One of the most common questions asked by startups and more mature businesses looking to grow is – how do I raise money from outside investors? There are a number of answers to that question. However, before you ask yourself that question, I would suggest there is a more important one – should you raise money from outside investors? The answer to the second question, in turn, requires you to ask yourself some others. Don’t worry – eventually you’ll get to answers, but the point is, the decision to raise money from anyone other than yourself (even friends and family) should not be made lightly.
Some of the questions you need to ask are as follows:
- What do I need the money for?
- How much do I really need?
- When do I really need it?
- Do I have it on my own; and if so, why would others put their money at risk if I won’t?
- Are there grant funds or other public or private assistance available?
- Can I borrow the money rather than diluting my ownership?
- Am I comfortable with all that accompanies outside investment (e.g., loss of control, dilution, etc.)?
- And . . . only after answering all of those questions and determining that you need outside investors – who are my ideal investors?

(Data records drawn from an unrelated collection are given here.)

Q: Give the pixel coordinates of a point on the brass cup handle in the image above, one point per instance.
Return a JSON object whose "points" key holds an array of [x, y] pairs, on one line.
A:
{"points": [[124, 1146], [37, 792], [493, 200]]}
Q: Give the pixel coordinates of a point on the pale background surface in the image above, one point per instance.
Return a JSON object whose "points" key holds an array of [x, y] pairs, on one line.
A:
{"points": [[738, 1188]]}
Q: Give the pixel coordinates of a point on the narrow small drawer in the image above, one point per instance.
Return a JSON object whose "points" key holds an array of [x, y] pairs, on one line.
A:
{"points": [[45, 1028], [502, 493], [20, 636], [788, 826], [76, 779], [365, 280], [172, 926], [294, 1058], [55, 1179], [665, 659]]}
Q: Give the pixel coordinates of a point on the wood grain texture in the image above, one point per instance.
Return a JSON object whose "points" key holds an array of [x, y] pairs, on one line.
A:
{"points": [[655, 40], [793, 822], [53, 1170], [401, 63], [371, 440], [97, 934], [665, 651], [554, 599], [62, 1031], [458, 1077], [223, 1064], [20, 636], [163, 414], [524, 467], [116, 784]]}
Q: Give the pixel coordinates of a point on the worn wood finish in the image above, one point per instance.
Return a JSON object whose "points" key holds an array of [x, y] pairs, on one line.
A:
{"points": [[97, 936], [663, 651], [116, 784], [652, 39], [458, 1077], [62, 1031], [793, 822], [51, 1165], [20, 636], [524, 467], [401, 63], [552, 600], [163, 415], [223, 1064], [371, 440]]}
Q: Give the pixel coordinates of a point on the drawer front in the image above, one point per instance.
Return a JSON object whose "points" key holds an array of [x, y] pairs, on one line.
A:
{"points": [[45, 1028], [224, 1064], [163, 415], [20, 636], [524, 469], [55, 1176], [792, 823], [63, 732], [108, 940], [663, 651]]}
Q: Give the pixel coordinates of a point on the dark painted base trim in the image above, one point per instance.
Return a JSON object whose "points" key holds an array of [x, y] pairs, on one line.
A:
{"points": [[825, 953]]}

The point is, the most expensive, complicated, intrusive and dilutive money that you bring into your business is outside equity investment. So, when you ask and answer the above questions, consider what you can do to structure your company and business plan to maximize the growth you can achieve with your own dollars before bringing in outside investors. While it may seem more expensive and risky in the short term, you may find the opposite to be true in the long run.